Había cortado a Dina Ybañez, una amiga, desde su ombligo hasta el esternón.
Hernández estaba viviendo en el garaje de Ybañez, cuidando a sus niños durante el día. En una pelea, dijo Ybañez a la policía, Hernández sacó un cuchillo del bolsillo trasero y la atacó. Huyó, pero fue arrestado cerca del lugar, con sus pantalones ensangrentados.
"Me dijo que me iba a matar", dijo Ybañez en una entrevista hace poco, "porque él no dejaba vivas a sus víctimas".
Hernández se declaró culpable de la agresión y fue sentenciado a diez años de cárcel. Cumplió menos de dos años, fue dejado en libertad condicional y volvió a Corpus Christi.

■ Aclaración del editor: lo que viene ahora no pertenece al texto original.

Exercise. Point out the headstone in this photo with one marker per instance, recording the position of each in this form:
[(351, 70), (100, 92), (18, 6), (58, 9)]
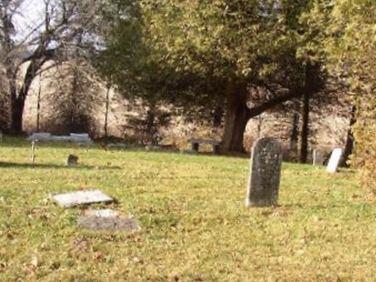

Hernández volvió a la cárcel por última vez en 1996, después de que agrediera a un hombre. Cuando la policía lo detuvo, llevaba dos navajas.
Nunca volvió a salir de la cárcel. Años de abuso de la bebida le pasarían la cuenta en la primavera de 1999, a los 44. Con cirrosis, fue confinado a una cárcel hospital en las afueras de Texarkana.
Murió en la noche del 6 de mayo de 1999 y su cuerpo fue enterrado en el cementerio de reclusos de Huntsville. Su madre no se llevó al ataúd a casa.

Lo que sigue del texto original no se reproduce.